CSUN alumni filmmakers won third place for a documentary that began as a senior film project at the 29th Annual College Television Arts held by the Academy of Television Arts and Sciences.
Director Kate Ryan and producer Cristina Ramirez-Mares won a “student Emmy” for “Point of View: A Dogumentary” at the ceremony at Culver Studios on March 15.
The other main contenders in the documentary category in the ceremony were the University of Florida Documentary Institute’s “Bismillah in the Name of Allah,” directed and produced by Jolene Pinder and Sarah Zaman and Montana State University’s “Little Mom Full of Color,” directed by Kate Garton.
Nominations and awards for the student Emmys, as they are informally called, are often reserved for graduate schools with reputations of unspoken notoriety and high-end budget filmmaking, said Nate Thomas, a cinema and television arts professor and head of the film production department.
The award has given notoriety to the filmmakers involved and to the institution of higher learning that it represents.
“We kinda got to celebrate for CSUN,” Ryan said. “We were next to USC, UCLA (and) NYU. Everyone was there, so it was very exciting to be placed alongside them and be able to celebrate all of our hard work.”
Ryan said the competition was heavy and that the making of “Dogumentary” was a very arduous but heart-warming experience, and the end result paid off.

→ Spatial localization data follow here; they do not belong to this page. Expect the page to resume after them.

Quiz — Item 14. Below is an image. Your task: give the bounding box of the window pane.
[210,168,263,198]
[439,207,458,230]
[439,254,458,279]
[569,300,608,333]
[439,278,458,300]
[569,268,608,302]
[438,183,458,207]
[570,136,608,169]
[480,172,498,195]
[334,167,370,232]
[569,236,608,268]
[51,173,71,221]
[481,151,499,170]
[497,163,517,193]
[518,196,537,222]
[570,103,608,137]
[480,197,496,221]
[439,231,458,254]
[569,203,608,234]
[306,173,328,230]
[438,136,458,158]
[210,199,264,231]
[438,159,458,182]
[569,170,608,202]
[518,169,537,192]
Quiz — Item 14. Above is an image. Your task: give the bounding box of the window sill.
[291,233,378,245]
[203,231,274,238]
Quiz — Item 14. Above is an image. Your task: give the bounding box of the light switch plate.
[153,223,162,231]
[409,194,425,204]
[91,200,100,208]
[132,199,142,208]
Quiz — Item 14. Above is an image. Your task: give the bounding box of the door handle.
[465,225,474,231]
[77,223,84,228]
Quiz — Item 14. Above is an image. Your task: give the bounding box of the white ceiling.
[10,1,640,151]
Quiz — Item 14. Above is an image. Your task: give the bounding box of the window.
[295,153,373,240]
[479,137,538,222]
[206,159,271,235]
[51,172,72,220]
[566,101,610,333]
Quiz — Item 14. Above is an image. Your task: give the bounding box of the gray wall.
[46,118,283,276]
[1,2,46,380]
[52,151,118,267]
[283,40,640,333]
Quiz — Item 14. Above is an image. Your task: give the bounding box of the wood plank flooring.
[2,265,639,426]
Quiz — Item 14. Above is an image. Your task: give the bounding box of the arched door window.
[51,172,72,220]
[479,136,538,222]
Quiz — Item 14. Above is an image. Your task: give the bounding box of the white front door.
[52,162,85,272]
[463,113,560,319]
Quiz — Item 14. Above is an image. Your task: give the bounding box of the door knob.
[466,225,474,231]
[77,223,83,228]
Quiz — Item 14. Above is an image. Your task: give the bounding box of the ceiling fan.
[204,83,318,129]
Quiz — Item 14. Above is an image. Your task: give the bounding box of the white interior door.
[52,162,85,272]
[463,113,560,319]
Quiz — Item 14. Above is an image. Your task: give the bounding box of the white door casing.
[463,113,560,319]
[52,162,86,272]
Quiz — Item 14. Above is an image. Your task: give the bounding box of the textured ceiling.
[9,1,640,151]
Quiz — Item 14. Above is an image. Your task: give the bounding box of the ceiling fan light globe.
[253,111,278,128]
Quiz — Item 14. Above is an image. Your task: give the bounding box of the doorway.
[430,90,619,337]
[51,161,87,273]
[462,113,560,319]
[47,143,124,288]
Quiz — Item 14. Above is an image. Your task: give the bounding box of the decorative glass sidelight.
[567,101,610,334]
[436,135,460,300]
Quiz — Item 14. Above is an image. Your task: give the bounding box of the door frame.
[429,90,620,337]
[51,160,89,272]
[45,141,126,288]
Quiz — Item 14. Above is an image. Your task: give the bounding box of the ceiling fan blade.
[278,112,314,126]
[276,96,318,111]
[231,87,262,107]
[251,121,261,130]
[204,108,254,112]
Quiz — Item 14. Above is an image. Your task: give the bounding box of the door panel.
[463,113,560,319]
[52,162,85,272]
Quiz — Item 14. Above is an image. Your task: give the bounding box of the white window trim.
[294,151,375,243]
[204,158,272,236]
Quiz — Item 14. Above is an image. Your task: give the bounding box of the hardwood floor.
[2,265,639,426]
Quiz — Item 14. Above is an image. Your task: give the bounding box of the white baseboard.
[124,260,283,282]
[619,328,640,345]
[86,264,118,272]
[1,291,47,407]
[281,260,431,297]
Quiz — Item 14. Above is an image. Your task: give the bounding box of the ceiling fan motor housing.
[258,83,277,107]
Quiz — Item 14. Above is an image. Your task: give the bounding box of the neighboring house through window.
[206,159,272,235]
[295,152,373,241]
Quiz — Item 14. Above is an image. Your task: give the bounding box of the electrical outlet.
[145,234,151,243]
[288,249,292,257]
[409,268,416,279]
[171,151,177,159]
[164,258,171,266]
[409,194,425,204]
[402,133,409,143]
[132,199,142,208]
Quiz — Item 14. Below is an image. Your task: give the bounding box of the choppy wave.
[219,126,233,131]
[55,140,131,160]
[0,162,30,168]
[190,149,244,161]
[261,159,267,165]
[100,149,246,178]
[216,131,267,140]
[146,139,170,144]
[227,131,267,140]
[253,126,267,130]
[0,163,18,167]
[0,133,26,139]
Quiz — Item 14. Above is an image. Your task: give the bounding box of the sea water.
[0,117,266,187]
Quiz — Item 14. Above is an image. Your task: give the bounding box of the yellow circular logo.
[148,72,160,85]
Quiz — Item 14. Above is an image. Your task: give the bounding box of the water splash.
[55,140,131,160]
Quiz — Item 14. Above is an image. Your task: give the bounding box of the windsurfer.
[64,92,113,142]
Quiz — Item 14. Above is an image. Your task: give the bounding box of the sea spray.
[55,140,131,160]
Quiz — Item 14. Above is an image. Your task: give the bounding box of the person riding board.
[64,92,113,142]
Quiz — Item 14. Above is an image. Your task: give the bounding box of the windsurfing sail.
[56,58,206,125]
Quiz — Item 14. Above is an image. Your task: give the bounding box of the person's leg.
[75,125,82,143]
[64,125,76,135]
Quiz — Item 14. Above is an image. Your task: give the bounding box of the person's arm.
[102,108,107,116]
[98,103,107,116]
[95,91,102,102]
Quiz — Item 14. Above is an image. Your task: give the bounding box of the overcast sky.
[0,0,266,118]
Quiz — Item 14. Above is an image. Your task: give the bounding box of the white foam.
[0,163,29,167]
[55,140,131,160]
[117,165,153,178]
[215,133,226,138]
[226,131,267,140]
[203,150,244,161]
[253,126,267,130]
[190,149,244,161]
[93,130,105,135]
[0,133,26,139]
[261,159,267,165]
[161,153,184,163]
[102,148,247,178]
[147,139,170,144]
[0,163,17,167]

“It was an entire year process for me,” 24-year-old Ryan said. “It took a year between the concept and filming.”
Although CSUN is not known as a college that produces lavish and high-end productions that mark the map for filmmakers and the film schools in general, the documentary has changed the way most film professors at CSUN judge the end result of the films that their students produce.
“Sometimes documentaries can be very dull, very antiseptic, very stale,” Thomas said. “That’s why I think that it was one of the reasons that it was chosen. It was clever, unique, fresh. Those are the kinds of things that we are looking for (and) the other students need to take heed,” Thomas said.
The film itself was an in-depth analysis of what it means to have different perspectives on an issue of an object that is fundamentally universal. In this case, the subject was a common household pet, a dog.
“This was something that basically everyone can relate to,” 23-year-old Ramirez-Mares said. “But not necessarily in the same way.”
The film revolves around a group of people that use dogs in different ways and in different circumstances. The idea was that by bringing certain individuals from different backgrounds and from differing points of view together, allowing them to share in their socialized disparity, they might be able to unfurl those distinctions and come to terms with what it is they may or may not believe.
“I wanted the film to be beyond informative,” Ryan said. “I wanted it to make people question themselves. I wanted it to go from informative to thought-provoking.”
Although the documentary did not win first place, it has changed the way people will look at CSUN, Ramirez-Mares said.
“This is carving CSUN’s name deeper into that respective category,” said Ramirez-Mares.
As far as a career is concerned, the filmmakers will be able to use this quantified esteem to gain rank and prominence in their respective circles. The filmmaking experience was time well spent.
Ryan said, “We hope that after people watch this that it sparks a lot of conversation. We hope that this will help our voices be heard.”